La capitale économique ivoirienne accueille, depuis ce lundi 4 mai 2026, la 10e session internationale délocalisée de formation en droit international des droits de l’Homme.
Organisée au Grand Hôtel d’Abidjan-Plateau, cette rencontre réunit pendant une semaine magistrats, avocats, militaires et acteurs de la société civile autour des enjeux majeurs du droit international pénal et du droit international humanitaire.

Placée sous le thème «Droit international pénal et droit international humanitaire», cette édition vise à renforcer les compétences de 70 auditeurs sur des questions essentielles telles que la qualification des crimes de guerre, la documentation des violations des droits humains et les mécanismes de coopération avec les juridictions internationales. L’objectif affiché est clair : consolider les capacités nationales en matière de prévention, de poursuite et de répression des violations graves des droits humains.
À l’ouverture des travaux, la directrice Afrique de l’Ouest de la Fondation Friedrich Naumann pour la liberté, Alexandra Heldt, a rappelé avec fermeté l’exigence universelle de justice.
«Nulle autorité, nul rang, nul statut ne peut constituer un bouclier contre la justice internationale », a-t-elle martelé.
Elle s’est félicitée de voir cette initiative atteindre une décennie d’existence, saluant au passage le partenariat avec la Fondation René Cassin, qu’elle a qualifié d’exemplaire.

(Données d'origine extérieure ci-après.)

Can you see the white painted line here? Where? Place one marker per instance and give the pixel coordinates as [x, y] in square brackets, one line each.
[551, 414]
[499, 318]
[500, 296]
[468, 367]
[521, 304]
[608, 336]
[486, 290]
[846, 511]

Selon elle, si le droit international pénal intervient pour sanctionner les crimes après les conflits, le droit international humanitaire, lui, vise avant tout à protéger les populations durant les hostilités.
Représentant le Garde des Sceaux, ministre de la Justice et des Droits de l’Homme, Jean Sansan Kambilé, le directeur de cabinet Bernard Kouamé a insisté sur le rôle central de la connaissance juridique dans la protection des droits fondamentaux.
Il a souligné que de nombreuses violations découlent d’une méconnaissance des normes et a salué l’engagement constant des partenaires techniques et institutionnels, notamment la Fondation Friedrich Naumann, le Conseil national des droits de l’Homme (CNDH), le Programme des Nations unies pour le développement (PNUD) ainsi que l’ambassade de Corée en Côte d’Ivoire.
Selon lui, leur contribution a permis de faire de la Côte d’Ivoire un véritable pôle régional de référence en matière de formation aux droits humains.
Le représentant résident adjoint du PNUD en Côte d’Ivoire, Ollivier Gaël, a pour sa part alerté sur la persistance des violences à travers le monde.
Évoquant les conflits qui continuent de faire de nombreuses victimes civiles, il a exhorté les participants à ne jamais banaliser les exécutions sommaires, les violences sexuelles ou toute autre forme d’atteinte à la dignité humaine.
Saluant les avancées enregistrées par la Côte d’Ivoire dans le domaine des droits humains, il a invité les auditeurs à devenir de véritables «sentinelles de la dignité humaine».
Le directeur de la Fondation René Cassin, Sébastien Touzé, a relevé la portée symbolique particulière de cette 10e édition dans un contexte international marqué par plusieurs crises majeures, notamment au Soudan, en Ukraine et à Gaza.
Pour lui, le droit international humanitaire repose sur un principe fondamental : même en temps de guerre, des limites doivent être respectées.
Il a plaidé pour une justice pénale internationale rigoureuse, cohérente dans ses priorités et appliquée avec une exigence universelle.
Clôturant les allocutions, le président du Conseil national des droits de l’Homme, Dr Christian Arnaud Adjélou, a rappelé l’engagement de la Côte d’Ivoire en faveur de la promotion et de la protection des droits humains, soulignant que le pays a ratifié la quasi-totalité des instruments internationaux relatifs à cette question.
À travers cette session, Abidjan confirme ainsi sa volonté de s’affirmer comme une plateforme régionale de référence pour la formation, la réflexion et l’action en matière de justice internationale et de défense des droits fondamentaux.